In King Lear's footsteps

Rachna Bisht Rawat  
A harp to the tune, a wick to the lamp. The old man in the sun, prays only for your hand.'

The Last Scene
Natasamrat, one of the finest tragedies written in the 150-year history of Marathi theatre, with its soulful soliloquies, equated with and partially inspired by Shakespeare's `King Lear' and partially by the life of veteran Marathi stage actor Nanasaheb Phatak, has been translated into English, 28 years and 1000 performances after its inception.

The translation of the play written by `Kusumagraj' Vishnu Vaman Shirwadkar is being looked upon as a historic moment for English theatre because Natsamrat, compared by critics to the most sensitive plays in literature, has now opened to English speaking audiences and the rest of the world.

``It is hoped that the play will now be made familiar to English knowing audiences and it will be revived for English theatre,'' says Dr Shreeram Lagoo, who played the first Ganpatrao Belwalkar when the play opened to a packed house in Mumbai on December 23, 1970. His character is an ageing actor who ruled the stage a few years back, but comes upon bad days. Shunned by his two children to whom he has left all his earthly belongings, he enacts a life that is in the mould of King Lear's immense tragedy.

Doing the role of Ganpatrao Belwalkar, the principle character in the play, is equated with playing the ultimate role in English theatre -`Hamlet'. And ralmost nine theatre greats, right from Dr Lagoo to Prabhakar Panashikar, have done the portrayal. The list runs like a who's who of Marathi theatre and includes Datta Bhatt, Satish Dubhashi, Chandrakant Gokhale, Yashwant Dutt, Madhusudan Kolhatkar and Raja Gosavi.

``It is one of the finest tragedies in Marathi, which matches the depth of `Ekach Pyala' by Ram Ganesh Gadkari, published in 1919. It was one of those plays which had the rare honour of being extremely popular with audiences as well as appreciated by critics,'' says Dr Lagoo, who played the central character in more than 287 performances of the play. ``The play had simply mesmerised me in 1972 and I could meet the challenge of translating it into English only with the advice of Shirwadkar, Dr Shreeram Lagoo and other Marathi stage personalities,'' says Vasant Govind Limaye in his foreword to the translation.

Limaye, who worked as a translator in Indian Institute of Technology (IIT), Powai, is conversant with 11 European languages and has earlier written a travelogue in Marathi titled `Leningrad in Midwinter'.

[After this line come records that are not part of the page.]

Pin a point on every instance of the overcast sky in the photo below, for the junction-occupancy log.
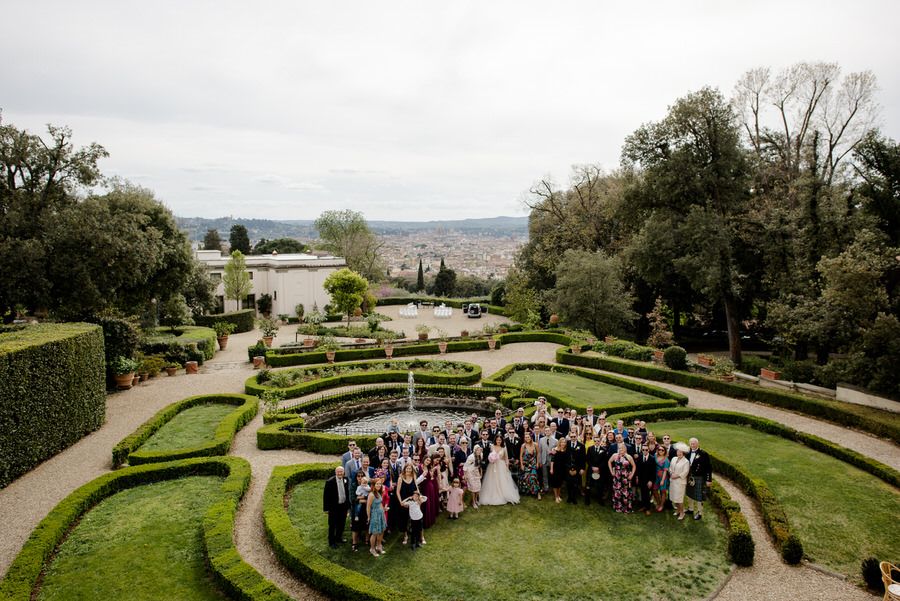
(400, 110)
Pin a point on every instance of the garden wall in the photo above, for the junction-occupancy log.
(52, 392)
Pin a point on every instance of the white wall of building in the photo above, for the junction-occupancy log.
(290, 279)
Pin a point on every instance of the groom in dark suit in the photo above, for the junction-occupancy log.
(575, 459)
(336, 503)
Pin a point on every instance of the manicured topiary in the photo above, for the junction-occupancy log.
(675, 357)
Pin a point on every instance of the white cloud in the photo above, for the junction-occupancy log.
(399, 110)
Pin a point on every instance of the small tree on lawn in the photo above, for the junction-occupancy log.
(347, 289)
(236, 278)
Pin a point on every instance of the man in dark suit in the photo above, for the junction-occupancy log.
(700, 474)
(646, 474)
(596, 464)
(575, 459)
(336, 503)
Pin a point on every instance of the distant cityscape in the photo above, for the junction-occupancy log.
(484, 248)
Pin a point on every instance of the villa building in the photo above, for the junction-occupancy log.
(290, 279)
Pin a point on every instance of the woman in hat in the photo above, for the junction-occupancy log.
(678, 471)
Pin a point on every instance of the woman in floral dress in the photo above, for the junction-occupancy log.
(622, 468)
(528, 481)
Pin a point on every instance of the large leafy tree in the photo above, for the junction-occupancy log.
(694, 181)
(239, 239)
(346, 234)
(347, 290)
(590, 294)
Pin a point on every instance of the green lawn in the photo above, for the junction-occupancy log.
(190, 427)
(143, 543)
(582, 391)
(536, 550)
(841, 513)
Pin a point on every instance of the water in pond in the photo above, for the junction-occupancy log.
(380, 421)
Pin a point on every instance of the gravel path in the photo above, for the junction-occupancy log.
(28, 500)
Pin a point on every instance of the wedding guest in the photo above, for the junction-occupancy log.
(596, 468)
(622, 468)
(472, 472)
(351, 444)
(414, 507)
(575, 456)
(528, 460)
(661, 484)
(678, 473)
(376, 518)
(454, 499)
(558, 464)
(699, 477)
(336, 503)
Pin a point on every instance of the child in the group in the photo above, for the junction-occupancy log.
(454, 501)
(415, 519)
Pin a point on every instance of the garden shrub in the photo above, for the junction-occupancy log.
(52, 392)
(875, 421)
(675, 357)
(741, 547)
(231, 573)
(177, 347)
(127, 449)
(244, 320)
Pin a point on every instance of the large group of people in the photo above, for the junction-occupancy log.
(406, 481)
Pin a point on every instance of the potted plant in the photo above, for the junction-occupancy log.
(724, 369)
(264, 304)
(123, 370)
(388, 344)
(423, 330)
(770, 372)
(269, 330)
(442, 341)
(223, 330)
(330, 346)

The first draft of `The Last Scene' was ready in 1993 but after readings and discussions with the author of the original play it was decided that the anglicised cultural context of the adaptation did not suit the play. After a labour of two more years another translation, closer to the original, was finalised.

The play has already been translated into two Indian languages, Kannada and Gujarati. Ten thousand copies of the 120-page English version have been published in the first print by Suyog Prakashan of Pune.